Sometime in the late 1700s or early 1800s the Talbert family arrived in Liberty in a covered wagon.
“Most of them came from Georgia and the Carolinas like most everybody else around here,” said descendant Pat Talbert, who is the mayor of Liberty.
Now that wagon sits intact in the old Clinton McGehee dairy barn in town.
According to McGehee’s grandson Bernell, a Liberty CPA, the Talbert pioneer had a blacksmith shop and made the tools used to build the town of Liberty.
“Liberty became a town in 1809. He was there before Liberty became a town,” Bernell said.
Reviving the wagon
Pat Talbert’s grandfather, Stuart Talbert, inherited the wagon and kept it until the 1950s, when Clinton McGehee acquired it.
“It hung under a shed in my grandfather’s barn for years and years and years,” Pat remembered. “Before he died he gave the frame to Mr. Clinton.”
Clinton McGehee wanted to use it for the Liberty sesquicentennial (150th anniversary) celebration in 1959. The old hoops that had supported the canvas cover had not survived, so he got a new set plus a new cover.
“He covered it and he bought a pair of matching white horses,” recalled Bernell, who was 4 at the time.
Clinton and his wife Anna Lea dressed in period attire for the celebration, as did nearly everyone else.
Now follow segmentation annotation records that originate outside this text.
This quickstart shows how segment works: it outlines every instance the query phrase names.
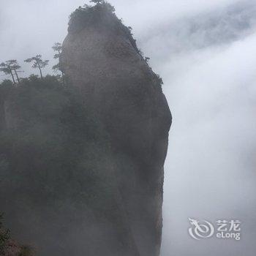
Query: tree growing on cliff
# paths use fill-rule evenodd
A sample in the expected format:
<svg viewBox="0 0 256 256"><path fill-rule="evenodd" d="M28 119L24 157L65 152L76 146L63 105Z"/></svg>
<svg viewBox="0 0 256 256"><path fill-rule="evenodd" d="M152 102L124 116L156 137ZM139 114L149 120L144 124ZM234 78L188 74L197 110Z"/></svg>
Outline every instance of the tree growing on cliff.
<svg viewBox="0 0 256 256"><path fill-rule="evenodd" d="M31 57L26 59L24 61L28 63L31 63L31 62L33 63L32 67L34 69L39 69L40 72L41 79L42 79L42 69L45 68L48 64L49 63L48 60L43 61L42 59L42 55L38 54L34 57Z"/></svg>
<svg viewBox="0 0 256 256"><path fill-rule="evenodd" d="M61 68L60 59L59 59L59 58L61 57L61 53L62 53L62 49L63 49L62 48L62 44L61 44L60 42L56 42L54 44L54 45L52 47L52 48L56 52L56 53L54 54L53 58L56 59L59 59L59 63L53 67L53 69L54 71L60 71L61 72L62 83L63 83L63 85L64 86L65 85L64 74L63 70Z"/></svg>
<svg viewBox="0 0 256 256"><path fill-rule="evenodd" d="M20 83L20 78L18 75L18 69L20 69L20 66L15 59L10 59L0 64L0 71L3 72L5 75L11 75L14 84L16 84L15 76L16 76L18 83Z"/></svg>

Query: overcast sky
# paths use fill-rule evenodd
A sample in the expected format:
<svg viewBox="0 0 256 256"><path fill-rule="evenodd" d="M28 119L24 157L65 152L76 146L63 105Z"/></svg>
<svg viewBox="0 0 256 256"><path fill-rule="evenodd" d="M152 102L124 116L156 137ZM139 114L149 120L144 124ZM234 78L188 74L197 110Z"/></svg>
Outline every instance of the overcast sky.
<svg viewBox="0 0 256 256"><path fill-rule="evenodd" d="M51 46L62 42L69 15L85 1L0 3L0 61L17 59L26 75L31 71L23 61L34 54L54 64ZM163 78L173 115L162 256L255 256L255 1L111 3ZM188 217L240 219L242 240L194 241Z"/></svg>

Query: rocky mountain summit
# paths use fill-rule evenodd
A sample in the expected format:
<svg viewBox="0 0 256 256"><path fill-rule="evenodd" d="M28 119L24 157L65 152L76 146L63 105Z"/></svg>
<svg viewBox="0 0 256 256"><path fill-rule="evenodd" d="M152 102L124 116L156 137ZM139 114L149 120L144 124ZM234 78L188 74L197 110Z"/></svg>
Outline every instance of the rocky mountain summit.
<svg viewBox="0 0 256 256"><path fill-rule="evenodd" d="M88 13L92 18L81 21ZM122 159L116 175L120 214L129 230L121 241L132 241L127 255L159 255L171 123L162 80L142 56L130 28L107 3L74 12L63 48L61 64L67 79L96 110L113 157Z"/></svg>
<svg viewBox="0 0 256 256"><path fill-rule="evenodd" d="M170 111L131 28L96 2L70 15L64 83L0 86L0 212L29 245L6 255L159 255Z"/></svg>

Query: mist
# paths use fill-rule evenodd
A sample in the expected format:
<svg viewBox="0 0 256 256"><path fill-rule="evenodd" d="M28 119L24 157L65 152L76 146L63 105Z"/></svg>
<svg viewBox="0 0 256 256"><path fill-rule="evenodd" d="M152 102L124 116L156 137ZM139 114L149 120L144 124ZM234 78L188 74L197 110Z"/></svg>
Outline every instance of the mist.
<svg viewBox="0 0 256 256"><path fill-rule="evenodd" d="M1 62L42 54L67 34L78 0L1 1ZM256 3L111 1L163 78L173 116L165 163L161 256L255 255ZM1 80L10 78L1 76ZM239 219L241 240L195 241L189 217Z"/></svg>

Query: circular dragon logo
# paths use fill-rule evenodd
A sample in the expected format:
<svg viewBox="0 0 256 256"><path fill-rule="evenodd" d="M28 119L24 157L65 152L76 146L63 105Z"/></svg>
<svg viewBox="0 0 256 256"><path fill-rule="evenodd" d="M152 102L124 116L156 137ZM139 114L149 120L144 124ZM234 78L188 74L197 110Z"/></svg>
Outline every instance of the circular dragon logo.
<svg viewBox="0 0 256 256"><path fill-rule="evenodd" d="M203 223L200 223L197 220L189 218L190 224L192 225L189 229L189 235L195 240L208 238L214 233L214 227L211 223L204 220Z"/></svg>

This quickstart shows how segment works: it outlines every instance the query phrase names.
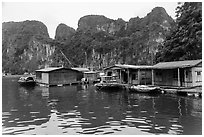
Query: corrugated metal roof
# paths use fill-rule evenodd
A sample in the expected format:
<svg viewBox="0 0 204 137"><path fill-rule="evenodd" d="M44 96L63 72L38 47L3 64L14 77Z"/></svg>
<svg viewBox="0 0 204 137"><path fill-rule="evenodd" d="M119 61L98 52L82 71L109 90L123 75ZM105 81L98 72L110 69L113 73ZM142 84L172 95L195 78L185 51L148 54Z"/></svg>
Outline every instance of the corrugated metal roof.
<svg viewBox="0 0 204 137"><path fill-rule="evenodd" d="M50 72L50 71L54 71L54 70L58 70L61 69L62 67L49 67L49 68L44 68L44 69L39 69L36 71L40 71L40 72Z"/></svg>
<svg viewBox="0 0 204 137"><path fill-rule="evenodd" d="M64 68L64 67L49 67L49 68L39 69L36 71L37 72L51 72L51 71L55 71L55 70L59 70L59 69L73 70L71 68ZM77 70L73 70L73 71L77 71Z"/></svg>
<svg viewBox="0 0 204 137"><path fill-rule="evenodd" d="M72 68L73 70L81 71L81 72L87 72L89 71L88 68Z"/></svg>
<svg viewBox="0 0 204 137"><path fill-rule="evenodd" d="M199 60L186 60L186 61L173 61L173 62L160 62L153 66L154 69L172 69L172 68L187 68L193 67L201 63L202 59Z"/></svg>
<svg viewBox="0 0 204 137"><path fill-rule="evenodd" d="M94 74L94 73L99 73L99 71L87 71L87 72L84 72L86 74Z"/></svg>
<svg viewBox="0 0 204 137"><path fill-rule="evenodd" d="M153 66L148 66L148 65L126 65L126 64L115 64L114 66L107 67L105 69L121 69L121 68L130 68L130 69L151 69Z"/></svg>

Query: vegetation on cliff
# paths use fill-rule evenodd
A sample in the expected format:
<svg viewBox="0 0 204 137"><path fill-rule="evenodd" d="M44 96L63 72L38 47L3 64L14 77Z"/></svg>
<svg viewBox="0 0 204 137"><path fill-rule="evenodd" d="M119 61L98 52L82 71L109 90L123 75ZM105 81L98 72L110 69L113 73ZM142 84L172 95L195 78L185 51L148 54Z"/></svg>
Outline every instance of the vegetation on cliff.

They planned to take Bernell and his older sister Cli Ann in the wagon to the celebration at the courthouse.
“The horses down at the bottom of the hill started acting up and he made us get out,” Bernell recalled.
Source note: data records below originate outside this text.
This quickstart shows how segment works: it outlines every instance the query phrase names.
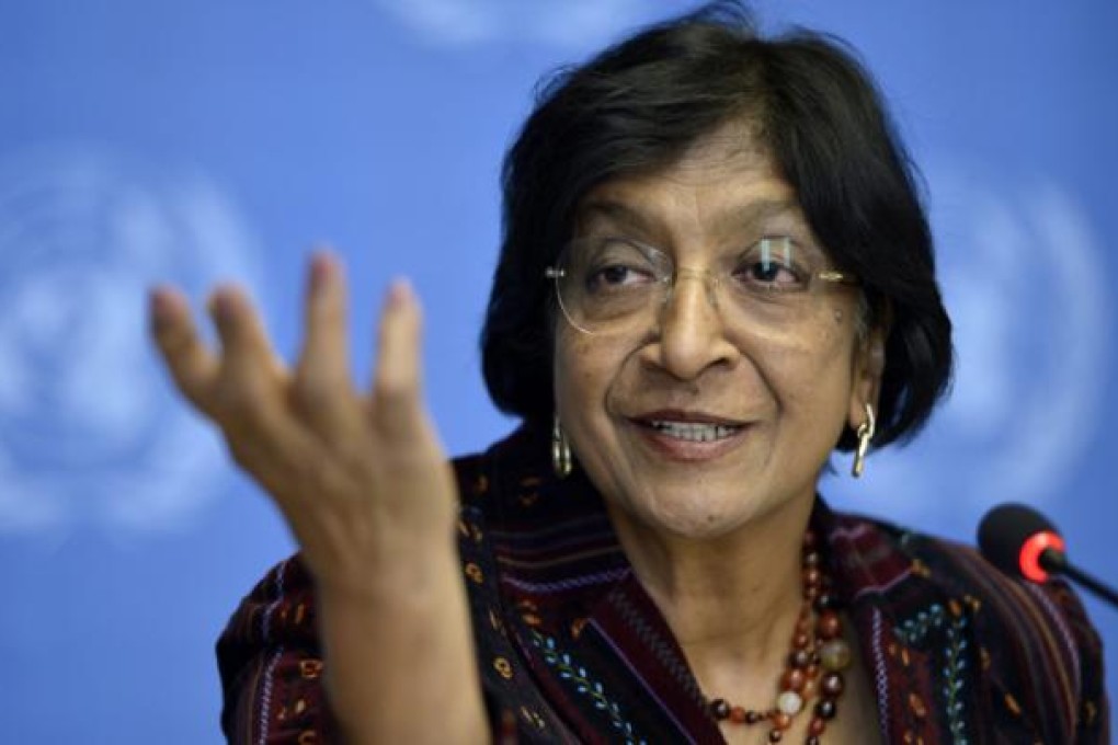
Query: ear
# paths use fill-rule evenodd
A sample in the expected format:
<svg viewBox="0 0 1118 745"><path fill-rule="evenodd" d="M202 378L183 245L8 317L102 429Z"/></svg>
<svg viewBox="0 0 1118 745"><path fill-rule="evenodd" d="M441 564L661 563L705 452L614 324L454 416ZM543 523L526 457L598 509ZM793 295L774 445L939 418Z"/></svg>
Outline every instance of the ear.
<svg viewBox="0 0 1118 745"><path fill-rule="evenodd" d="M881 393L881 376L885 371L885 326L875 326L858 342L854 350L854 369L851 379L850 405L846 423L852 430L865 421L865 405L878 413L878 397Z"/></svg>

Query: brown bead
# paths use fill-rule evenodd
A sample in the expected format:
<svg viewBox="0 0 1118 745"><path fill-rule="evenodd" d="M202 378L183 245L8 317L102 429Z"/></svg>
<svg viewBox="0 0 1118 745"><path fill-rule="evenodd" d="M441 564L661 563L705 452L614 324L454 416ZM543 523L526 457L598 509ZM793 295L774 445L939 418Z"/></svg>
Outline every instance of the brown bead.
<svg viewBox="0 0 1118 745"><path fill-rule="evenodd" d="M819 694L826 696L827 698L839 698L842 694L842 689L843 680L841 672L827 672L819 680Z"/></svg>
<svg viewBox="0 0 1118 745"><path fill-rule="evenodd" d="M780 676L780 690L795 690L799 693L804 689L804 684L807 681L807 676L804 671L798 668L792 668L790 670L785 670L784 675Z"/></svg>
<svg viewBox="0 0 1118 745"><path fill-rule="evenodd" d="M815 622L815 633L821 639L834 639L842 632L842 619L834 611L823 611Z"/></svg>
<svg viewBox="0 0 1118 745"><path fill-rule="evenodd" d="M834 719L837 713L839 706L830 698L824 698L815 705L815 716L821 719Z"/></svg>
<svg viewBox="0 0 1118 745"><path fill-rule="evenodd" d="M830 639L819 647L819 660L827 670L844 670L850 665L850 644L843 639Z"/></svg>
<svg viewBox="0 0 1118 745"><path fill-rule="evenodd" d="M812 663L812 653L806 649L797 649L788 656L788 662L794 668L806 668Z"/></svg>
<svg viewBox="0 0 1118 745"><path fill-rule="evenodd" d="M815 612L816 613L822 613L823 611L832 610L837 604L839 604L839 601L837 601L837 599L834 595L832 595L830 592L823 591L815 599L815 603L814 603L814 605L815 605Z"/></svg>

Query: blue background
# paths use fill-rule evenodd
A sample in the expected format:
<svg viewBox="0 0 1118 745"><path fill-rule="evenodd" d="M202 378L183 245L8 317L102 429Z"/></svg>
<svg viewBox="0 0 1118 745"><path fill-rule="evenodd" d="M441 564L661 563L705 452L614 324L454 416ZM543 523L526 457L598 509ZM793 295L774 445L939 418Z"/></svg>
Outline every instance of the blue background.
<svg viewBox="0 0 1118 745"><path fill-rule="evenodd" d="M512 426L476 335L500 157L538 76L686 6L637 0L0 2L0 732L219 739L212 641L292 550L174 398L145 288L252 288L297 348L323 240L354 285L356 374L391 277L425 300L448 449ZM839 505L970 541L993 504L1048 512L1111 582L1118 9L761 3L849 39L927 178L958 325L951 402ZM1089 603L1118 689L1118 611Z"/></svg>

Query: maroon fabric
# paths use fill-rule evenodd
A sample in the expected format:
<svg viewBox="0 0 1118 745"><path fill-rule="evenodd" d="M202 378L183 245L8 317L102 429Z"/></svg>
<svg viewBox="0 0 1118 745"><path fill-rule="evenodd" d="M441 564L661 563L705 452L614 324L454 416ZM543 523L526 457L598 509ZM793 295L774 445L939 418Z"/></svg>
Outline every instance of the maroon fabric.
<svg viewBox="0 0 1118 745"><path fill-rule="evenodd" d="M548 447L521 431L455 461L463 581L501 742L722 742L600 498L577 472L557 481ZM885 743L1109 742L1099 638L1065 585L1024 586L965 546L822 502L813 523ZM297 558L245 599L218 659L230 742L333 742Z"/></svg>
After that, “it was put back in the old dairy barn back there and it’s been sitting there for years,” said Paul McGehee, 89, who is Clinton’s son and Bernell’s uncle.
Other memorabilia
When Liberty held its bicentennial celebration in 2009, Bernell suggested dusting off the wagon and bringing it, but his father, the late Tate McGehee, declined.
“Daddy was pretty particular about things and he just didn’t want things touched,” Bernell said. “I’m just thinking about what to do with it.”
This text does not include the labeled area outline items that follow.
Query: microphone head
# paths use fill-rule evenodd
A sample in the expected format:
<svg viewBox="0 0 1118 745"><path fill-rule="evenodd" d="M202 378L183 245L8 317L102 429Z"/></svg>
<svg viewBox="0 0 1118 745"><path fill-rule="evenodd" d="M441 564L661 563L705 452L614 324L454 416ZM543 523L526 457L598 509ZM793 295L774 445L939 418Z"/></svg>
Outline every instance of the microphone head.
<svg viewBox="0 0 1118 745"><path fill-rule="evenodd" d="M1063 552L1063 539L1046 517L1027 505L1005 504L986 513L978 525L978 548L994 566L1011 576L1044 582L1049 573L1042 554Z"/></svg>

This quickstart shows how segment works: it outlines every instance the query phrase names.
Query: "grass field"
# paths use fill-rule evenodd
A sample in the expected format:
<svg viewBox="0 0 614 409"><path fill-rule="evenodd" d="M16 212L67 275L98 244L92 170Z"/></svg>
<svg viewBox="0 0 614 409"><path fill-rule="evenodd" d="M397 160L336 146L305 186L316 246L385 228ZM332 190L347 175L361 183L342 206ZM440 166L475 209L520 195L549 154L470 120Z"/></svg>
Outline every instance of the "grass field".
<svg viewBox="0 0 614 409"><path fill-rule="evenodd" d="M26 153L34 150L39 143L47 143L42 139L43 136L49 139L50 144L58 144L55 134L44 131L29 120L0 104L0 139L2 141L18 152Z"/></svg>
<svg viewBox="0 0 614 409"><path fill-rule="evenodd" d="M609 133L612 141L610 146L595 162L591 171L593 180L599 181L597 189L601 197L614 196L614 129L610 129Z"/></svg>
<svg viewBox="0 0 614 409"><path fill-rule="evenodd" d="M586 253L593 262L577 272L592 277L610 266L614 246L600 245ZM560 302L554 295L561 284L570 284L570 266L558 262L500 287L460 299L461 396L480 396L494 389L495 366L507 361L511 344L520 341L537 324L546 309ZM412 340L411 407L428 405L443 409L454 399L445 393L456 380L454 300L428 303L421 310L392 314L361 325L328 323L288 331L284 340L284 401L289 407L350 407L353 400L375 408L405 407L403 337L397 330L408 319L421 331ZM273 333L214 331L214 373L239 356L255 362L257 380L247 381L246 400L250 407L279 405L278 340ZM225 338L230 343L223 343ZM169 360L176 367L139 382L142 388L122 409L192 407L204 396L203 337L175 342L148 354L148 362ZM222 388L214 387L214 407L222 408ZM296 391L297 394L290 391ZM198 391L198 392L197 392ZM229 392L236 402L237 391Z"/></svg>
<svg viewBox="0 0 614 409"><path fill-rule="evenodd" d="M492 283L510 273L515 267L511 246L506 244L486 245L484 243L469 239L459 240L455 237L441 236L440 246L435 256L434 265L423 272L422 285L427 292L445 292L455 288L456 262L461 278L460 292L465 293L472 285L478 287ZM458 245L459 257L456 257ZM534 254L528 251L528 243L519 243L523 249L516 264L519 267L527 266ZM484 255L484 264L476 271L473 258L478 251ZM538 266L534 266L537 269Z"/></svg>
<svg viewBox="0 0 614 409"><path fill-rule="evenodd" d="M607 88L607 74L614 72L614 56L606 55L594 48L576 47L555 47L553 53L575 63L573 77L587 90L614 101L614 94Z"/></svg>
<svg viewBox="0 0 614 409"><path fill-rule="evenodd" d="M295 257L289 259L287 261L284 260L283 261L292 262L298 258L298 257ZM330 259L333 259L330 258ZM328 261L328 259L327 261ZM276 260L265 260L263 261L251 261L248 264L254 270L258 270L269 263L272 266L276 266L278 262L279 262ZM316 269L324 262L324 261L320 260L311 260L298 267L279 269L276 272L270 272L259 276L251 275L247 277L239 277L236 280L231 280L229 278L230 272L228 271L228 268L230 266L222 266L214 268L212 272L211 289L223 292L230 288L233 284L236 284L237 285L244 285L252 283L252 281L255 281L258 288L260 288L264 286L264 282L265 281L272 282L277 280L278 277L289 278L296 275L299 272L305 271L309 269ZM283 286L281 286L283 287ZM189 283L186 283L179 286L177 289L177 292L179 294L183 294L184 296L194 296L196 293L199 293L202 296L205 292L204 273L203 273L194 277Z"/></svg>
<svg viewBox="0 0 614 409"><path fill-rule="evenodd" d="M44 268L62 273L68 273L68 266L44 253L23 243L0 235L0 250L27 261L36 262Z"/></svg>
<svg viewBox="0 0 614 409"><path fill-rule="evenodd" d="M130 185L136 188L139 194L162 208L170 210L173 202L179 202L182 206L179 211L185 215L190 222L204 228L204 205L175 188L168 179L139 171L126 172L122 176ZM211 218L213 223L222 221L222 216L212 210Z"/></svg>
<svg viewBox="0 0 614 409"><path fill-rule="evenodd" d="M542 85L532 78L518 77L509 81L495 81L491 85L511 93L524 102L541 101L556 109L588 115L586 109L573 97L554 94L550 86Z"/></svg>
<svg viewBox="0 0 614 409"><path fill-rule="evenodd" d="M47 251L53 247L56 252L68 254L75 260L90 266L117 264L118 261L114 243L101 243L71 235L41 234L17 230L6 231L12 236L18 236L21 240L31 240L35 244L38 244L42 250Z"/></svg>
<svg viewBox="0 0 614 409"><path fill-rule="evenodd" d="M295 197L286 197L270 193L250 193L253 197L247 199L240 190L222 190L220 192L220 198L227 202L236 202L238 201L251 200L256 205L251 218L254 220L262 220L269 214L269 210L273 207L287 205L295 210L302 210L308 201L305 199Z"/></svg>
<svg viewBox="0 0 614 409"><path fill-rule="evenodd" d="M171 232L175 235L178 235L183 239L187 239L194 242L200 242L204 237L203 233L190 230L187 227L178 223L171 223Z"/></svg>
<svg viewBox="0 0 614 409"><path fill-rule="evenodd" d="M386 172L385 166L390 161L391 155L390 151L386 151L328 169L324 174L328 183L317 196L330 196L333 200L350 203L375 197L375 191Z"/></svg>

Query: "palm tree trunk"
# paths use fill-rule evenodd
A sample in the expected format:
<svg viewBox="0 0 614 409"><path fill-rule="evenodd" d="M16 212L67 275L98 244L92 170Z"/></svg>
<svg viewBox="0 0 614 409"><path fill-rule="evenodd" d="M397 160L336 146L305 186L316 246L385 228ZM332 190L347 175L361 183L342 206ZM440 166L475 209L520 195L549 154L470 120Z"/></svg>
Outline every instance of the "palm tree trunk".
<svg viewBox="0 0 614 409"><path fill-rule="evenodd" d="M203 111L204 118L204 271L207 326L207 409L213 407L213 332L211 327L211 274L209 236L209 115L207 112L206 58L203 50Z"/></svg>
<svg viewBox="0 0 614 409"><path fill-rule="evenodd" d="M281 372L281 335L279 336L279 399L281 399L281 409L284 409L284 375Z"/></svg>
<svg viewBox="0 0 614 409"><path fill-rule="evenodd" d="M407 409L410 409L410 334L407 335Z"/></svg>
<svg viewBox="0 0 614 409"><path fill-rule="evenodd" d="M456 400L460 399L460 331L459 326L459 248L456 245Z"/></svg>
Bernell said he’d like to see the wagon put on display somewhere but has yet to come up with a place.
The wagon isn’t the only piece of the past lurking in the old dairy barn. There’s an old hay rake, a corn grinder, drill press, various farming implements and tack — and a sign reading “Malaria control, WPA Board of Health.”
WPA stands for Works Progress Administration, which was formed during the Great Depression to put people to work. According to Bernell, Fred Anderson Sr. of Gloster suggested the idea to President Franklin D. Roosevelt.
The sign no doubt refers to a statewide malaria eradication campaign in 1944 that included spraying houses with DDT.
When the banks failed
Bernell’s grandparents’ house also contains elements of history.
His grandfather had lived on County Farm Road in the 1920s and decided to sell that home and buy the place in Liberty, which had an old plantation house on it. The purchaser of his County Farm Road property paid him in cash — on the Friday before banks failed in 1929.
Unwilling to deposit the funds amid the financial uncertainty of the day, Clinton rode a wagon to Magnolia, sitting on the money box, to deliver to the seller of the Liberty property.
On Monday the banks closed. If he had deposited the funds on that Friday, he could have lost everything, Bernell said.
Wood-paneled memories
When Clinton McGehee built a new house, he cut trees and used a groundhog sawmill to make the lumber for paneling.
Rooms in the house were named for the type of wood used, such as Magnolia Room and Cedar Room.
The oak flooring came from the sawmill in Crosby, where Clinton worked at the time. Mr. Crosby cut the boards for his own house but decided he didn’t want them, so Clinton got them.
Paul McGehee remembers using wood from his father’s mill to build bridges. The lumber was treated with black creosote.
“It was just running out and I got blistered, and the only way I could get some relief was to jump in the creek,” Paul said.
The old McGehee house also contains a collection of family Bibles dating back to the 1800s, as well as dolls made by Bernell’s grandmother Anna Lea.
Out back where the plantation home once stood, blooming wisteria vines cover numerous trees. Like the passage of time, the flowers are beautiful to look at now, but one day the vines will reduce the trees to a memory.